Async skill execution¶
How the chat router fires off long-running skills without freezing the prompt — and how completion narration arrives back in the conversation without blocking the LLM context.
Why async¶
A skill run can take seconds to minutes (skill_builder, mcp_search, an
eval round, a real workload skill). Until FP-0012, invoke_skill
blocked the chat session's main loop:
Session.run() main loop — sequential, single consumer
─────────────────────────────────────────────────────
kind, payload = await _consume_inbox() ← blocked here during skill run
await _handle_user_message()
└─ RouterLoop.run()
└─ await invoke_skill tool
└─ await _run_skill_awaitable()
└─ await agent.run() ← minutes pass here
user types 3 messages
→ all queue in inbox
→ none are processed
Anything the user typed during those minutes silently queued in the inbox.

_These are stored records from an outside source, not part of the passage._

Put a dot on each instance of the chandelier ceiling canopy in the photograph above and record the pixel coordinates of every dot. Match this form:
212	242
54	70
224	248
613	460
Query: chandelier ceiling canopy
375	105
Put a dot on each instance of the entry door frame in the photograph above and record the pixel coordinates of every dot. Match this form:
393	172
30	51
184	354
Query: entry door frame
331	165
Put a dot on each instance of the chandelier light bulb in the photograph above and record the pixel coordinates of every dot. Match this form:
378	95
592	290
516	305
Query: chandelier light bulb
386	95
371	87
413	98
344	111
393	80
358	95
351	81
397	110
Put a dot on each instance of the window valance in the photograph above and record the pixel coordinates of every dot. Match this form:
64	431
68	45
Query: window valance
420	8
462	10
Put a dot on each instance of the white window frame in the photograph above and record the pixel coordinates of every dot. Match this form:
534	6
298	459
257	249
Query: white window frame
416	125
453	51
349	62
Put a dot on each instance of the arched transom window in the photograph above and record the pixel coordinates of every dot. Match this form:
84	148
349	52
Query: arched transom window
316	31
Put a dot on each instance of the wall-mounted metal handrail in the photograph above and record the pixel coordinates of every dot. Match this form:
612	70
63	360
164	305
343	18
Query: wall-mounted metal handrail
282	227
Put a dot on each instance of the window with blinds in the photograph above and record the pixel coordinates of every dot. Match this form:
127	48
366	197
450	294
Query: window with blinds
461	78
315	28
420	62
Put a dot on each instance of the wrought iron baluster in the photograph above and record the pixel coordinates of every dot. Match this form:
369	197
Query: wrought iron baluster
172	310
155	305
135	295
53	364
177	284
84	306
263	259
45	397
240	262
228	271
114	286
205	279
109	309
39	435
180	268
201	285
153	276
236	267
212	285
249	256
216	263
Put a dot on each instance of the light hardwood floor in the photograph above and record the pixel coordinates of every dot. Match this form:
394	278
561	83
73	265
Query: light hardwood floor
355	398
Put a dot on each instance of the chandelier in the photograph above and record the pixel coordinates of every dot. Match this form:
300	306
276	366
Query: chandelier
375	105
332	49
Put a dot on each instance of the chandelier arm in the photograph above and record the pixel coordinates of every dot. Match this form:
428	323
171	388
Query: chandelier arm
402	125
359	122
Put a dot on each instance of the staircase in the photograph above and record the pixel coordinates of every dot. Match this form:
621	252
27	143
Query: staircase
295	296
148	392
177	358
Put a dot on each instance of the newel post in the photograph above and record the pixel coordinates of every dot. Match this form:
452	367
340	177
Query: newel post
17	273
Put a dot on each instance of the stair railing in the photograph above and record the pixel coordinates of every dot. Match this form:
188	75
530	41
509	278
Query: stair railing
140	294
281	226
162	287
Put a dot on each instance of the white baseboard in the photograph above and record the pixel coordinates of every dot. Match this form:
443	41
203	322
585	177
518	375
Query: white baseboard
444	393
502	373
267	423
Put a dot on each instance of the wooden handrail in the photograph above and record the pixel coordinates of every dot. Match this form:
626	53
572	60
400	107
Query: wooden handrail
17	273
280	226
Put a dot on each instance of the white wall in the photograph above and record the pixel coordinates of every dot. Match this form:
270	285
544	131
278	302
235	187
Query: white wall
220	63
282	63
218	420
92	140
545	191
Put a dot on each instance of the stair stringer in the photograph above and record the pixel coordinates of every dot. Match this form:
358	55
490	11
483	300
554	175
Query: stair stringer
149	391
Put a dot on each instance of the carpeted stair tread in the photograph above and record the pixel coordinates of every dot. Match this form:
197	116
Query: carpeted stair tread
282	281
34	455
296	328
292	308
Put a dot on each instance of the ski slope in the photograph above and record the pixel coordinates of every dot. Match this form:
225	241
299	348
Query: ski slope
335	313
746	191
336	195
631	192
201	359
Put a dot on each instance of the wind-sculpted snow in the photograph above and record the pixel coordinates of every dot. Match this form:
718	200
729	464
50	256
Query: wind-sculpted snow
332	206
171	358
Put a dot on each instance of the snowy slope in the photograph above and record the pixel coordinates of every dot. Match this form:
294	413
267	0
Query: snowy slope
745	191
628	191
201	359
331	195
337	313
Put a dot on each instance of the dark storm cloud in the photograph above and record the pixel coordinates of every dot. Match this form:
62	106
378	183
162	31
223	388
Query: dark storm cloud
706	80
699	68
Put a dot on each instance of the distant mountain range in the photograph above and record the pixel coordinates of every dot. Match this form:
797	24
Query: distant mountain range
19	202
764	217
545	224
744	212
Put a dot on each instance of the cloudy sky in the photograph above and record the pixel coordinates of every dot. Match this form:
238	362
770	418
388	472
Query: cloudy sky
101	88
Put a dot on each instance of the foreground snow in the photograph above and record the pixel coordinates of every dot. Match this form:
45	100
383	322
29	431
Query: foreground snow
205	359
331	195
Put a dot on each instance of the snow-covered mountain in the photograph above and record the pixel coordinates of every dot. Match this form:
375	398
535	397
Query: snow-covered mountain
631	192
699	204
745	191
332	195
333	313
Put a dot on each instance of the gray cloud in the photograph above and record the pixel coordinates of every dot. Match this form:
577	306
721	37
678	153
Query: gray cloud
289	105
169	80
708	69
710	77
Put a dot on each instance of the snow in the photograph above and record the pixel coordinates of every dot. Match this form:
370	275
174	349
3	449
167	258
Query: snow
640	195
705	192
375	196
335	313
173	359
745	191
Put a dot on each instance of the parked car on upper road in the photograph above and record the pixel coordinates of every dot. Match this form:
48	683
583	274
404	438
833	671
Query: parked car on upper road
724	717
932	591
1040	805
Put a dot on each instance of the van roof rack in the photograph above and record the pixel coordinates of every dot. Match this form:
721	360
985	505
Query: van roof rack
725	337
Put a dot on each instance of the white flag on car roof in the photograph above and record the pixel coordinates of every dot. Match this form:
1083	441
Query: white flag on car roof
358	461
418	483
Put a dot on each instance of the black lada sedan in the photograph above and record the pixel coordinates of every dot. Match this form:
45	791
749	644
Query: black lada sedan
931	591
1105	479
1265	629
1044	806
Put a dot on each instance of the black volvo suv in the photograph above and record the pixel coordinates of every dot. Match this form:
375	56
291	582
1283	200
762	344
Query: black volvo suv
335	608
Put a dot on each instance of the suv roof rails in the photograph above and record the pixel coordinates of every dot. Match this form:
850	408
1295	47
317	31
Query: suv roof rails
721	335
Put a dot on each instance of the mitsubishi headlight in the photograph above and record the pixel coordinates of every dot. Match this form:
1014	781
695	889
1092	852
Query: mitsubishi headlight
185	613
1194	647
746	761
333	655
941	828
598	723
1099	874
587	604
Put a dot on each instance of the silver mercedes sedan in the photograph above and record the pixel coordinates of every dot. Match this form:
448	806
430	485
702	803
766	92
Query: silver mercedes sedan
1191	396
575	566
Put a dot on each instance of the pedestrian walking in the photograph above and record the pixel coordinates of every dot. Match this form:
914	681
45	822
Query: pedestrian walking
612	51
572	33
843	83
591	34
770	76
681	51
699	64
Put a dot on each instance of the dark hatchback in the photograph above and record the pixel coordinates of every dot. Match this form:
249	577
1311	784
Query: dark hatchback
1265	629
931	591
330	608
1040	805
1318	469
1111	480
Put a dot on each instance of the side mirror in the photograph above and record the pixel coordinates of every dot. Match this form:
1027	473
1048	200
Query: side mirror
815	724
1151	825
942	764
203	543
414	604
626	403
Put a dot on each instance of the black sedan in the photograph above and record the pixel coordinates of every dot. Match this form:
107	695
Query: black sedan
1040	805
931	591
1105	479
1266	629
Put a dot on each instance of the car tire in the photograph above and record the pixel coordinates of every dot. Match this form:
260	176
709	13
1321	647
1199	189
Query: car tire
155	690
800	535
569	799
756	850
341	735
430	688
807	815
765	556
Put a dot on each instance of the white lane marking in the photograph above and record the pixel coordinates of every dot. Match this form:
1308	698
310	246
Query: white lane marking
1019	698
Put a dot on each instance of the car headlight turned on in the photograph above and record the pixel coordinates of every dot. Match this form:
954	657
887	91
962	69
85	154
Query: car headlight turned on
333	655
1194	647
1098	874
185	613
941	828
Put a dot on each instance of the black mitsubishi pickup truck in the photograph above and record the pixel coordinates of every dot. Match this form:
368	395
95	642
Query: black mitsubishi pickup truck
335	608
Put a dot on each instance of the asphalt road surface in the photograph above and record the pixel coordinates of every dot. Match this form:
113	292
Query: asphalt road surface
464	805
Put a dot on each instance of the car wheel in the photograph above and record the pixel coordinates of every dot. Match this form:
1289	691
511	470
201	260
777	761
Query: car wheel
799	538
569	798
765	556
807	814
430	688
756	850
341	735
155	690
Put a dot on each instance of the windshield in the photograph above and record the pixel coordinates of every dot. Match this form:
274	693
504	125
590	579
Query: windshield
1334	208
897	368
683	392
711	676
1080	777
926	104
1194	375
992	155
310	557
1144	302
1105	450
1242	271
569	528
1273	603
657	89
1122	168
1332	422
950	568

No acknowledgment, no progress feedback, no way to ask a quick clarifying question while the long task ran.
Chat-mode invoke_skill is now non-blocking. Plan-mode keeps blocking
semantics on purpose (= sequential step execution needs the nested
skill's result inline to feed the next step's LLM).
How chat-mode invoke_skill works now¶
FP-0034 Phase 6 (2026-05-16) routing note: since the wrapper-only path is the default, the LLM addresses skills via
invoke_action(action_name="skill__<name>", args={"input": ...})instead of the legacyinvoke_skill(name, input)directly.universal_dispatch.pyroutes the wrapper call to the sameinvoke_skillhandler shown below — the spawn-ack mechanism is unchanged. The diagram below uses the legacy tool name for readability; the production LLM-visible surface isinvoke_action.
User: "skill_builder で string_length を作って"
└─ RouterLoop: invoke_skill(name="skill_builder", input={...})
└─ _handle: spawn_skill_fn → ChatSession._spawn_skill_for_router
└─ asyncio.create_task(_run_one_skill(...))
└─ returns IMMEDIATELY:
{status: "spawned", run_id, chain_id, skill, note}
└─ Router LLM sees the spawn ack, generates 1-sentence reply
└─ Router LLM → user: "Started skill_builder — I'll let you know when
it finishes. /tasks shows progress."
└─ Session loop: free — processes the next inbox message immediately
User: "ちなみに recall の設定どうなってた?"
└─ RouterLoop: recall(...) → router LLM answers inline
└─ User sees the answer — skill_builder is still running in background
[2 minutes later] skill_builder completes
└─ _run_one_skill → _enqueue_skill_completed → _put_inbox("skill_completed", {...})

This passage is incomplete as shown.